My eyes are fixed on the prize. Like a young boy hiding his head under the covers hoping that the monster just goes away; if I stop looking maybe the shadow will go away. But will power fails and curiosity forces me to look, in horror I see nearly a complete torso. In fear and panic I lean forward attempting to pull away from the ghost behind me. My foot strike quickens more. My heart is pounding. My lungs are on fire. I’ve got nothing left to give and the shadow grows larger still. Only 50 yards to go, and I’m in a dead sprint, my brain is lost, my body is maxed out and I’m almost home yet the pursuer gains an advantage with every effort I give to counter his attack. The finishers tape is just ahead, ten yards then five yards. I’m doing everything to pull ahead to keep the hunter at bay…and with a last push to the finish, I come home the winner.
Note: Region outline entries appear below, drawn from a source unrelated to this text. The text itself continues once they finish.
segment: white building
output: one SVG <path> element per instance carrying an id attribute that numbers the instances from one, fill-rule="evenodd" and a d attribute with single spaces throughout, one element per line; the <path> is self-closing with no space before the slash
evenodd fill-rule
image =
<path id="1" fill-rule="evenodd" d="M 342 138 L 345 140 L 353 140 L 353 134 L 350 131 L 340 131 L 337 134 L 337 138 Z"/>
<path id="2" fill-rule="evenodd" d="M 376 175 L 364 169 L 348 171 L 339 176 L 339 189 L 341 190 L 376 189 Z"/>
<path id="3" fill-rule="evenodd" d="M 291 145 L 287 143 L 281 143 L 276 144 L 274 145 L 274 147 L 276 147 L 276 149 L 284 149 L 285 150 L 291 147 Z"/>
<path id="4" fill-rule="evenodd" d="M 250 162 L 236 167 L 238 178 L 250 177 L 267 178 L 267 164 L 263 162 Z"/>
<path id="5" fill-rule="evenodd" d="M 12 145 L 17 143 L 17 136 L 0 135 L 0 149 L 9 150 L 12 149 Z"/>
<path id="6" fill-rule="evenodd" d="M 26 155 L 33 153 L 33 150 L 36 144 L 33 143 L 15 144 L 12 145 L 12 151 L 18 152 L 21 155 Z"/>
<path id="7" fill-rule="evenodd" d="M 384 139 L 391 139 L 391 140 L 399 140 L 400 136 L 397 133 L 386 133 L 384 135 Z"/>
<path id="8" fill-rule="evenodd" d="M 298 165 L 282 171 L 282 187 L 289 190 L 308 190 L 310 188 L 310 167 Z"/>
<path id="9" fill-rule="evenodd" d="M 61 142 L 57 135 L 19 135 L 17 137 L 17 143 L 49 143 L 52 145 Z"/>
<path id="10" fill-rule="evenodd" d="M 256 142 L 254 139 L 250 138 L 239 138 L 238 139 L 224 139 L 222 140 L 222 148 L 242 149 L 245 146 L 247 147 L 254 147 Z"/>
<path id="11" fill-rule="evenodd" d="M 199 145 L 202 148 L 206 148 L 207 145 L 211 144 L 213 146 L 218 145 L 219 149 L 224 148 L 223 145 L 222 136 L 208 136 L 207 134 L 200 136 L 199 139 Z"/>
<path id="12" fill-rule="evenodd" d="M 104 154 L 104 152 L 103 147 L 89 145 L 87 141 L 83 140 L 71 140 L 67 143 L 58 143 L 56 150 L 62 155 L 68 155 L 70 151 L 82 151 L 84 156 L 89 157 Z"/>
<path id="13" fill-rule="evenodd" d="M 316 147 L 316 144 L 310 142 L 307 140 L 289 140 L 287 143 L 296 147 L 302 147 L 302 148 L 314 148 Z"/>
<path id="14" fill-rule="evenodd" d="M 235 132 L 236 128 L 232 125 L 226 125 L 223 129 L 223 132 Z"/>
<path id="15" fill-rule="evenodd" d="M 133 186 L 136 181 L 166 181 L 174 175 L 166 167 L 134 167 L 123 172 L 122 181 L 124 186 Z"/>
I’m spent. I’m done. I’ve given everything I have and I’ve finished. The race is mine. I have won. Yet I wonder who nearly caught me, as I stumbled down the finishers chute collapsing into the arms of a volunteer, I ask, “who came in second?” With a mystified stare the young girl tells me, “no one, you’ve won the race and left the field in the dust.” “But who was behind me, who was I fighting off? WHO?” I ask, “Came in second?” The girl a bit confused tells me again, “Sir, no one, second place has not finished yet.” “But I saw his shadow, I saw a shadow of an approaching runner coming from behind, I fought him off for nearly half a mile where did that runner go?” The young volunteer looks at me, and smiles. “Sir, that shadow was you.”